Question

Snowy's Snow Cones has a special bubble gum snow cone on sale. The cone is a regular snow cone that has a spherical piece of bubble gum nested at the bottom of the cone. The radius of the snow cone is 2 inches, and the height of the cone is 3 inches. If the diameter of the bubble gum is 0.5 inches, what is the closest approximation of the volume of the cone that can be filled with flavored ice? Use 3.14 for pi.

Answer 1

So first I’m going to find the area of the cone, then subtract the area of the bubble gum from it.

Volume of the cone will be \(\sf \dfrac{1}{3} \pi r^2 h \rightarrow (\dfrac{1}{3})(3.14)(2^2)(3) \approx 12.56\).

Volume of Bubble Gum will be \(\sf \dfrac{4}{3} \pi r^3 \rightarrow (\dfrac{4}{3})(3.14)(0.25^3) \approx 0.065\)

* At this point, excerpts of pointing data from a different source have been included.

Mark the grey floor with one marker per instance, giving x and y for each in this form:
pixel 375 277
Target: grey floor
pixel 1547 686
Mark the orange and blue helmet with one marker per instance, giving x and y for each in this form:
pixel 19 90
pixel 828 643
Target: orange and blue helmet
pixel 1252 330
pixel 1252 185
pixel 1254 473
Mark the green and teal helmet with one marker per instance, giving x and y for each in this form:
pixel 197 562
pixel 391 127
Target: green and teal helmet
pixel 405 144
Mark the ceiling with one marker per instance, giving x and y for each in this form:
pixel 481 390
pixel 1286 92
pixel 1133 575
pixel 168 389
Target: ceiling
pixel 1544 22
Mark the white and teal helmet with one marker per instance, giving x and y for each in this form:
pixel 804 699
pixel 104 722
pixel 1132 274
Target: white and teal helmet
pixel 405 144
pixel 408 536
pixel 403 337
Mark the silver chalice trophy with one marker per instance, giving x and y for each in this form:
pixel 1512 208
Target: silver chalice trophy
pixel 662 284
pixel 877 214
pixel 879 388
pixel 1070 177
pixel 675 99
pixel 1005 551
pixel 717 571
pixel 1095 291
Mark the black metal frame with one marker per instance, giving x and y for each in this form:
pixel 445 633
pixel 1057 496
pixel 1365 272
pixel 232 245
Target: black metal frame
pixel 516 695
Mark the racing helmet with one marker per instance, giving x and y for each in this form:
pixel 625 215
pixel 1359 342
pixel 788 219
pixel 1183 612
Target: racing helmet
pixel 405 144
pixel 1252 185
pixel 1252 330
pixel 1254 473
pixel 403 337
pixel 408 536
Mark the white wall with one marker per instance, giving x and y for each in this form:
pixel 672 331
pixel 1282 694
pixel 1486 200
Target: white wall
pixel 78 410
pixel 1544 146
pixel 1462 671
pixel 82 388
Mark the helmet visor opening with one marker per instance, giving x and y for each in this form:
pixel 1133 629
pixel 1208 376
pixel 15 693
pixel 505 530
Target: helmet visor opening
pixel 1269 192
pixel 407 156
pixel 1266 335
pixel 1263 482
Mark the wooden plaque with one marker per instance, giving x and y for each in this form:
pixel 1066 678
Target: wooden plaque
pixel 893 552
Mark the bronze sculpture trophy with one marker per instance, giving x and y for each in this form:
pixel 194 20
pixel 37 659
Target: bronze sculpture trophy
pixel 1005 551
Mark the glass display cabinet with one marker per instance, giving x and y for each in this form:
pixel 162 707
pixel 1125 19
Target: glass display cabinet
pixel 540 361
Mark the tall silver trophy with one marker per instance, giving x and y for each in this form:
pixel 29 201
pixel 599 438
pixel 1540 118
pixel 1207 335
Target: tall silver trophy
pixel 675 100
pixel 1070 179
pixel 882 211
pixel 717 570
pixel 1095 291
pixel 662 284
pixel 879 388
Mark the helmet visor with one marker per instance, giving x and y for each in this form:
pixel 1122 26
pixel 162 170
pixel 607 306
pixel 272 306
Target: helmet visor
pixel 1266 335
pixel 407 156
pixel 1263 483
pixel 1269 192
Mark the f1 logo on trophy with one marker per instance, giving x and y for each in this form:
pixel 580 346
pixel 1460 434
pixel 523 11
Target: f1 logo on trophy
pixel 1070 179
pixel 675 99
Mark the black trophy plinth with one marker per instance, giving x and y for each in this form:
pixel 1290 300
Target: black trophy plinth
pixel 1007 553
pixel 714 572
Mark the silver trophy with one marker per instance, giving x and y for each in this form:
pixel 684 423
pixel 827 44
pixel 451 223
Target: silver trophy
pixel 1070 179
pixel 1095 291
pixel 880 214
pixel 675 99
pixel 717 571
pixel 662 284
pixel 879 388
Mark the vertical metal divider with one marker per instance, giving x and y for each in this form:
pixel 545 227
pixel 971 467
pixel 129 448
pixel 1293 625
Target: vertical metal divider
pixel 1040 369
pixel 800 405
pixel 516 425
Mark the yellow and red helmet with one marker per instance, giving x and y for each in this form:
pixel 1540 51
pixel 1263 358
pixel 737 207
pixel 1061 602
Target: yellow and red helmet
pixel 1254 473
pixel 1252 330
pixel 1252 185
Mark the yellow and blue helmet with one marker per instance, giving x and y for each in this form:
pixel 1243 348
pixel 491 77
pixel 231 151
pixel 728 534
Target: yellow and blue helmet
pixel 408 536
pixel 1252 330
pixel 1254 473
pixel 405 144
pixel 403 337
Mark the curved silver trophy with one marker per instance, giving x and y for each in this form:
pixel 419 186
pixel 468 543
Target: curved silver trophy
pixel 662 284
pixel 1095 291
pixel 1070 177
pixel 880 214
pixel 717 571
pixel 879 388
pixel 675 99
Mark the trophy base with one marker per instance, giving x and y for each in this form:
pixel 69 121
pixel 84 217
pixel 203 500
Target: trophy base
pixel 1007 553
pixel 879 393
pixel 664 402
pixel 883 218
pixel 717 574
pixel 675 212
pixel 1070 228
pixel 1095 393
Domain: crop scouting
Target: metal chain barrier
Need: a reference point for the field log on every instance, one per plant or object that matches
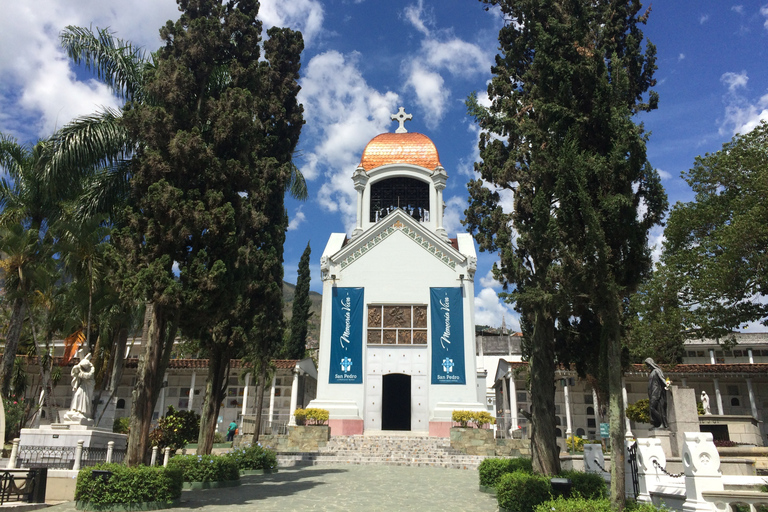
(673, 475)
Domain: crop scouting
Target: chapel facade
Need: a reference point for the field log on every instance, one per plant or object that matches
(396, 348)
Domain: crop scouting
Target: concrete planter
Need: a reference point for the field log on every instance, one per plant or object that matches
(473, 441)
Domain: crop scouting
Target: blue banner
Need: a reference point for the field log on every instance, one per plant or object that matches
(446, 306)
(346, 336)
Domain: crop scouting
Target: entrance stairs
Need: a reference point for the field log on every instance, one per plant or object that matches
(397, 450)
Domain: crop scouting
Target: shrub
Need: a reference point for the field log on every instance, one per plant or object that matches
(122, 425)
(587, 485)
(482, 418)
(461, 417)
(640, 411)
(521, 491)
(177, 429)
(575, 443)
(577, 504)
(491, 470)
(126, 485)
(254, 457)
(311, 416)
(479, 418)
(205, 468)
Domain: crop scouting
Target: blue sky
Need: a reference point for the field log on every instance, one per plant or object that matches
(365, 58)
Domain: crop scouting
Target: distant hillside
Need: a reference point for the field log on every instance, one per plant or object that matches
(289, 290)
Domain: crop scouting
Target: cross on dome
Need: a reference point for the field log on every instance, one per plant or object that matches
(401, 117)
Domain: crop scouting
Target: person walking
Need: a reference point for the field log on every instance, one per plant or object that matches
(231, 431)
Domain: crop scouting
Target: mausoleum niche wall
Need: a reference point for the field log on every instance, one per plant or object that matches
(397, 324)
(409, 194)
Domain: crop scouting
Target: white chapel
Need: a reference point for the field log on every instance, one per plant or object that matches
(397, 335)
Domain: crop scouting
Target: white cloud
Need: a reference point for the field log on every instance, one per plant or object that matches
(734, 81)
(454, 214)
(415, 16)
(342, 113)
(298, 218)
(742, 114)
(489, 310)
(303, 15)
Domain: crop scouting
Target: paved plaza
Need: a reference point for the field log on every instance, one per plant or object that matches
(342, 487)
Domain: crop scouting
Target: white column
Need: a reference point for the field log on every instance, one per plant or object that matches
(626, 403)
(752, 402)
(294, 396)
(596, 408)
(192, 390)
(567, 396)
(272, 400)
(245, 393)
(719, 398)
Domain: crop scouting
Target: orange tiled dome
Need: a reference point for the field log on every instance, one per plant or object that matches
(400, 148)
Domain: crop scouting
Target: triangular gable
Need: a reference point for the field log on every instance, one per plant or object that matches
(391, 224)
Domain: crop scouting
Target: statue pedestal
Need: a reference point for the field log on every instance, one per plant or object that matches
(68, 434)
(682, 416)
(662, 435)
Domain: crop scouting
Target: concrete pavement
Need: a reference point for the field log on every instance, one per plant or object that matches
(342, 487)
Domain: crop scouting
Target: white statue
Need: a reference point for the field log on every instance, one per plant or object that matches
(83, 384)
(705, 402)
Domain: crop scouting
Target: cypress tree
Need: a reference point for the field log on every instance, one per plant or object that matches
(218, 128)
(296, 345)
(559, 135)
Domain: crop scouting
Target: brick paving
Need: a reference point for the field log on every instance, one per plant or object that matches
(342, 487)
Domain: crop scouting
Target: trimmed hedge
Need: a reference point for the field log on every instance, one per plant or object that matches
(205, 468)
(140, 484)
(253, 457)
(586, 485)
(521, 491)
(578, 504)
(491, 470)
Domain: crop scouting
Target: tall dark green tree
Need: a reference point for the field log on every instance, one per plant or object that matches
(716, 244)
(559, 135)
(297, 343)
(218, 130)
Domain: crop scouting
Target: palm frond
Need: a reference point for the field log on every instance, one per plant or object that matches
(297, 186)
(86, 144)
(116, 62)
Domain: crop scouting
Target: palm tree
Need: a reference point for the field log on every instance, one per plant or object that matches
(27, 208)
(99, 145)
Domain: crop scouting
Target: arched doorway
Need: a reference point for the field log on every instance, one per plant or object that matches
(396, 402)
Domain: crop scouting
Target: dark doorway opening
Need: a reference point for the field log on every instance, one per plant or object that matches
(396, 402)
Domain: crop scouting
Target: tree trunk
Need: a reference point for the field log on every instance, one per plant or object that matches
(158, 341)
(545, 453)
(260, 399)
(116, 366)
(215, 385)
(611, 332)
(12, 344)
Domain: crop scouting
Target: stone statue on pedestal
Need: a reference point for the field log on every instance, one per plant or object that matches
(657, 395)
(83, 384)
(705, 402)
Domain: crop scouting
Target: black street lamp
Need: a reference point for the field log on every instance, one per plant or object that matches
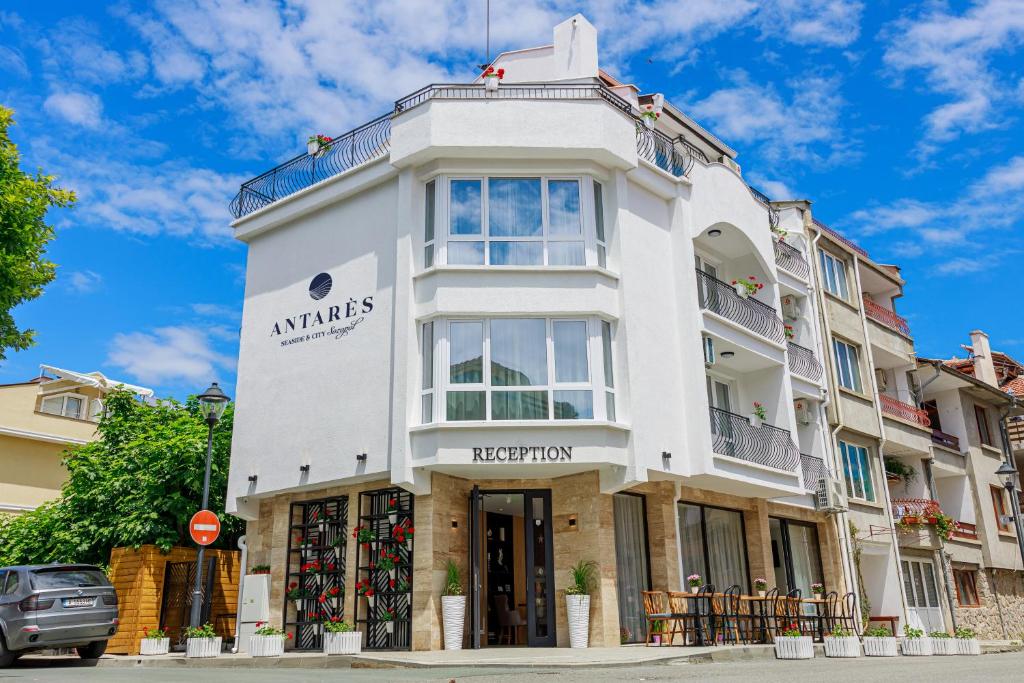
(212, 403)
(1009, 475)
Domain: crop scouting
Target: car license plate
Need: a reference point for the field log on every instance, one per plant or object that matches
(78, 602)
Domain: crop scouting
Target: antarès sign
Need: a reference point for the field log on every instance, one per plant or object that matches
(332, 322)
(523, 454)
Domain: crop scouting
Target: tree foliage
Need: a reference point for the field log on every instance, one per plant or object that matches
(25, 199)
(139, 483)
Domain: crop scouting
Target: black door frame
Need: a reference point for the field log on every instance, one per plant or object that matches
(529, 495)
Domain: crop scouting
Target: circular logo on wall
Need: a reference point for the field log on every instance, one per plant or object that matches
(320, 287)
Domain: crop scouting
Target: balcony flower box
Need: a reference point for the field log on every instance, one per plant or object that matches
(846, 646)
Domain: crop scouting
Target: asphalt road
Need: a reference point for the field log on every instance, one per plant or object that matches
(989, 668)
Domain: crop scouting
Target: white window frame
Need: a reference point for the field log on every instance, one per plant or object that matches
(595, 363)
(587, 221)
(853, 351)
(835, 275)
(855, 466)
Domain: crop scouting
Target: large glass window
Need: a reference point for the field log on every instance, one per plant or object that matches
(713, 546)
(515, 221)
(847, 366)
(857, 471)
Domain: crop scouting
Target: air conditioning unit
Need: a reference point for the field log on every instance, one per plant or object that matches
(709, 345)
(830, 496)
(802, 409)
(791, 310)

So therefore we can have \(\sf 12.56 - 0.065\) or approximately \(\sf 12.50\) cubic inches for flavored ice.

Answer 2

I kinda wanna be careful..because there's also an option labeled \(\sf 12.60\)..

Answer 3

@Directrix

Answer 4

Yeah I'm pretty sure \(\sf 12.50\) is correct.

Answer 5

@hartnn :p

Answer 6

I think I and the Asker worked this same problem a year ago.

Take a look at our work:

http://openstudy.com/study#/updates/5285a807e4b0b3376510ce26

@iGreen

Answer 7

The numbers are different - not the same problem - but maybe the strategy is the same.

I remember wondering if the volume at the tip of the cone should be included.

Answer 8

I'll just go with my answer..thanks anyway.